Common Warehouse Mismanagement Mistakes

Common Warehouse Mismanagement Mistakes

A warehouse supervisor needs to consider many things in their day-to-day duties—the safety of workers, the process of sending and receiving products, and typical organizational matters.

With these responsibilities comes the risk that several aspects of management will slip through the cracks and result in mistakes. These common warehouse management mistakes are all too easy to make and can be difficult to fix if left unaddressed for too long.

Not Performing Cycle Counts

People often skip cycle counts due to the perceived idea that it’s a waste of valuable time and effort. However, you never know when your own records may be inaccurate, or whether they incorrectly state that you have too much or too little of a product.

Long-Term Problems

While it may not be an issue immediately, this miscounting can result in wasting products or unknowingly using up too much space. The problem will only get worse over time, and the sooner you address it, the easier it is to fix it.
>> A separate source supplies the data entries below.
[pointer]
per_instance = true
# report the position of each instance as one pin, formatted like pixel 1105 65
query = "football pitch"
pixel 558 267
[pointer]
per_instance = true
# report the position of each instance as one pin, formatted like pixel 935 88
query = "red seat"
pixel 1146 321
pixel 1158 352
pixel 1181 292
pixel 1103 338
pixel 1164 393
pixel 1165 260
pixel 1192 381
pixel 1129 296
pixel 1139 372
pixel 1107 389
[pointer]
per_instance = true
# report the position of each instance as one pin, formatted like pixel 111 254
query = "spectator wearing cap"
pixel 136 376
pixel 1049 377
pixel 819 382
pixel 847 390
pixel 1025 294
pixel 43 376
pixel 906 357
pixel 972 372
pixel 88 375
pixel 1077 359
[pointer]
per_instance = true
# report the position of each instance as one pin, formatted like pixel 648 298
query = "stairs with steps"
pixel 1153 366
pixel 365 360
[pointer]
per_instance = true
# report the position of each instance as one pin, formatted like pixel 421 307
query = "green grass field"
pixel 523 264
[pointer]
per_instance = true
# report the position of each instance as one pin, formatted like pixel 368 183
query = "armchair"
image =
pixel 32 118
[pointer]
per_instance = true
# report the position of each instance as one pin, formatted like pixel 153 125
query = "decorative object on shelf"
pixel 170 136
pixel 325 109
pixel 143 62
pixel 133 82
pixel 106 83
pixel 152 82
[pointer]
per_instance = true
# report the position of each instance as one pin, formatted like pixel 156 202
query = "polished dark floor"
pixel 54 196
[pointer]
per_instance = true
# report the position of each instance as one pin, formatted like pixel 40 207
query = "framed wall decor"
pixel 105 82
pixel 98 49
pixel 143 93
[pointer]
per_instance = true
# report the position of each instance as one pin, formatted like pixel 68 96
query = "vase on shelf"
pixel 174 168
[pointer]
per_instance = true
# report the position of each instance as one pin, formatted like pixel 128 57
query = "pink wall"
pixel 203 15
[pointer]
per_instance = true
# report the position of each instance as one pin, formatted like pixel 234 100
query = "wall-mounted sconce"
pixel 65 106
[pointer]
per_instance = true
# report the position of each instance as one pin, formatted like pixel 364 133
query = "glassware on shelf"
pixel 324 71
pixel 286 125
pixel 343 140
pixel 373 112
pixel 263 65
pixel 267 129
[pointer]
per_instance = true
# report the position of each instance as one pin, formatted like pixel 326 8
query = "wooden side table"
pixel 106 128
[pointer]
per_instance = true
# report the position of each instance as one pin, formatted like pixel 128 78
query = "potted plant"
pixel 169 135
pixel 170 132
Not Utilizing Space Properly

While it can be a symptom of failing to perform cycle counts, improper use of space can result from a variety of reasons.

Too Much Inventory

You may possess too much inventory and not have enough space to store it all. This can be dangerous, as it may result in overloading racks to fit more products and ignoring the weight limits. Or it can mean using floor space and making it harder for workers to do their job. Forklifts and pallet jacks will have difficulty transporting inventory.

Too Much Space

While not posing as much of a threat as excess inventory, having unutilized space means wasting money. This can affect your warehouse’s profit margin.

Incorrect and Unsafe Racking

Your rack and shelving system is the backbone of your warehouse. It’s important to maintain them and ensure they are up to proper safety standards.

Catastrophic Failure

Allowing racks to deteriorate, mixing and matching parts, or placing too much weight on one rack will end in the collapse of that rack. In the best-case scenario, the product falls to the ground and no one gets hurt. But a falling rack can cause serious bodily harm or even death. Always be aware of the condition of your racks and how much weight they can hold.

Open To Solutions

Be willing to hear out the grievances of workers on the floor. They may have insight into problems with warehouse management—issues that you may not even realize.